Высыпали однажды у Кирюши на рожице прыщики. Угри юношеские, плавно перетекающие в фурункулы. Немного, впрочем: то на губе, то снова на губе, то вот на подбородке. Другой бы и ухом не повел. Но не таков Кирюша. Он юноша в общем симпатичный и сам о себе это знает. Конечно, не мешало ему быть и еще красивее, но это уж как бог дал. Однако прыщи он ни в коем случае не намерен был терпеть. Пожаловался мамочке, и та повела его в косметический кабинет. (Косметический, вслушайтесь! Уже здесь чуткое ухо улавливает веяние Космоса!) Косметичка, то есть косметологичка, на него глянула и, недолго думая, выписала лечение. Оно состояло из двух склянок, содержимым каковых Кирилл должен был утром и вечером протирать вышеупомянутую рожицу. Одно из них было непонятно что, другое же — непонятно что на эфире. Кирюша был в курсе, что раньше перед операциями усыпляли пациентов эфиром, и попробовал. И не пожалел — столь дивные звуки донеслись до него из неизведанных глубин собственного мозга, и столь глубокие истины открылись этими звуками!

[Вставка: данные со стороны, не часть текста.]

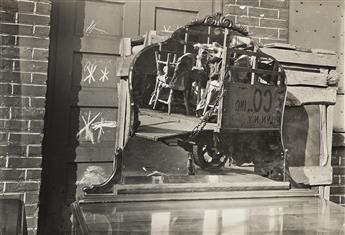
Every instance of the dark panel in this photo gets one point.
(314, 24)
(167, 19)
(101, 19)
(302, 135)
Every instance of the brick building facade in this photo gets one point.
(24, 49)
(24, 34)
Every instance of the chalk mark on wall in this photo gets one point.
(105, 73)
(93, 27)
(90, 68)
(91, 126)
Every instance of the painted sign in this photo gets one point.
(248, 106)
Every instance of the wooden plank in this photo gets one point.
(123, 64)
(298, 95)
(257, 71)
(157, 125)
(197, 187)
(312, 175)
(298, 57)
(281, 45)
(338, 139)
(291, 194)
(339, 114)
(306, 78)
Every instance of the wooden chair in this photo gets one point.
(174, 76)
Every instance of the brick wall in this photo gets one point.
(266, 20)
(24, 35)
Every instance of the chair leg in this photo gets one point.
(207, 102)
(154, 93)
(170, 98)
(185, 97)
(157, 96)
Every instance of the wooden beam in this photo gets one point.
(200, 187)
(306, 78)
(291, 194)
(298, 57)
(312, 175)
(298, 95)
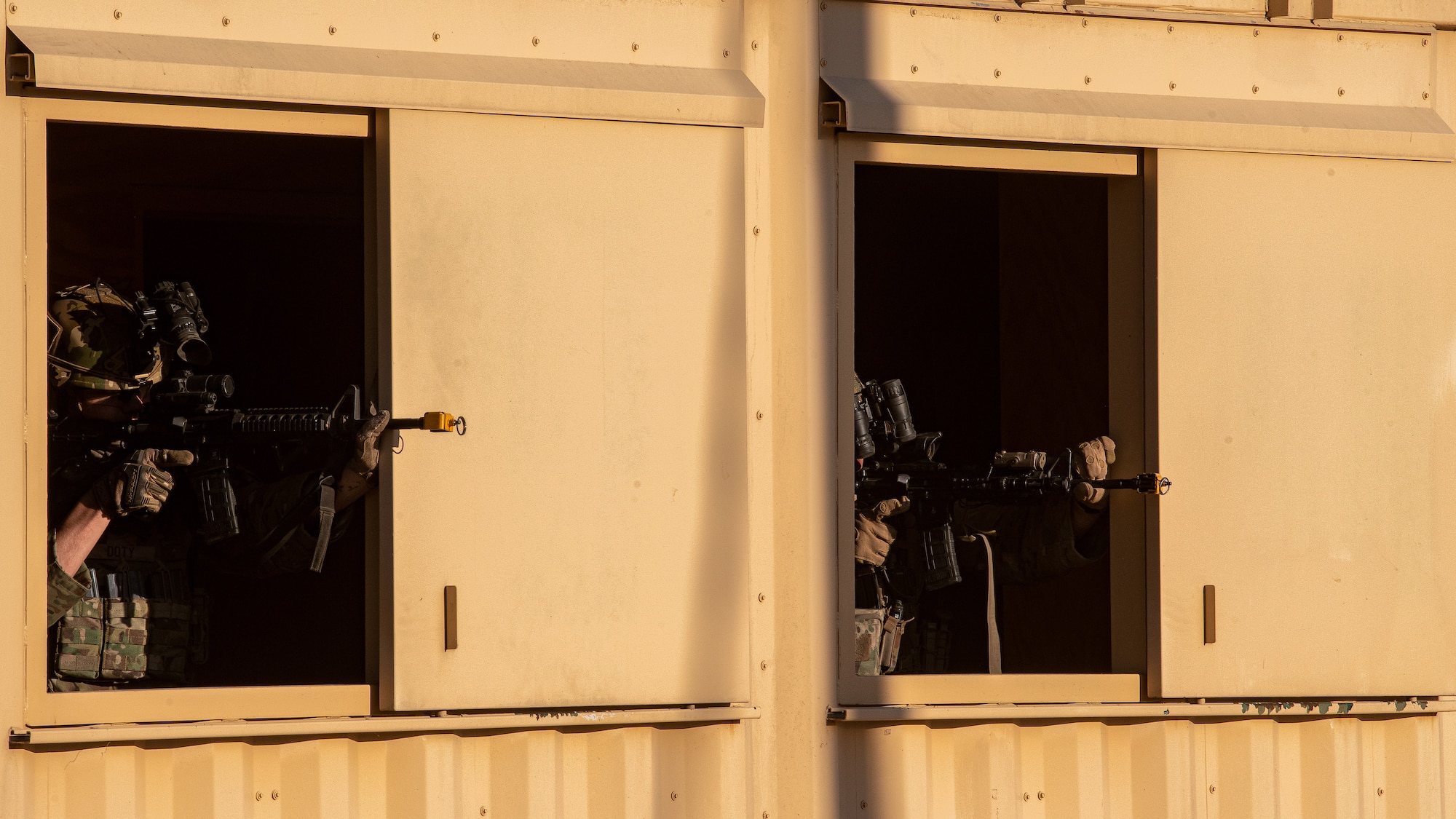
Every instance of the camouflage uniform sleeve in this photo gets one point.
(65, 592)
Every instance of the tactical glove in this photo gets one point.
(1091, 462)
(366, 443)
(873, 535)
(141, 483)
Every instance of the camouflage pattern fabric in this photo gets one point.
(94, 341)
(124, 647)
(870, 627)
(81, 638)
(65, 592)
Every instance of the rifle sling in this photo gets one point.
(298, 516)
(325, 522)
(992, 633)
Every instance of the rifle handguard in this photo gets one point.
(433, 422)
(1148, 484)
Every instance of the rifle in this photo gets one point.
(183, 414)
(1013, 477)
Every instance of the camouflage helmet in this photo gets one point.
(97, 343)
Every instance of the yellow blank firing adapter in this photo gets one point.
(433, 422)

Причем он, впервые в жизни эту музыку услышав, сразу же вспомнил, что слышал ее многократно, пожалуй, чаще любой музыки на свете. Или дольше. Наверное, подумал он, эти звуки слышала его душа до рождения, в вечности пренатального существования. А может быть, таков был звук тока крови в материнской утробе. После этого Кирюша наконец-то понял, что имел в виду Вячеслав Иванов, когда писал о символизме как о пробуждении ощущений непередаваемых, похожих порой на изначальное воспоминание, порой на далекое, смутное предчувствие, порой на трепет чьего-то знакомого и желанного приближения, переживаемых как непонятное расширение нашего личного состава и эмпирически-ограниченного самосознания.

То была воистину музыка Мирового Эфира, и в ней открывалась Мировая же истина. Это был величайший синтез искусства и познания. Кирюше это дело понравилось. Он стал совмещать его с принятием ванны. Подолгу сидел в горячей ванне и расширял сознание до пределов Вселенной.

Так что, по гамбургскому счету, ему было плевать на пьянку — это ведь лишь так, слабое подобие настоящего восхитительного дурмана. Но и тем не менее! Возможность хрестоматийного маминого запрета прямо-таки отравляла всю радость Кирилловой жизни и ставила под угрозу самый ея смысл. Зачем все, если вот так просто-напросто — мамочка не велела? Нет, на это он пойтить не мог! Можно было закатить истерику, но не очень хотелось. Не то чтобы Кирилл не любил истерик. О, он их очень любил! Тот, кто испытал, что такое настоящая истерика, не может ее не любить. (Естественно, имеется в виду не чья-то чужая, чего вы стали пассивной жертвой или свидетелем, а именно собственная активная истерика, которую вы устраиваете жертвам и свидетелям.)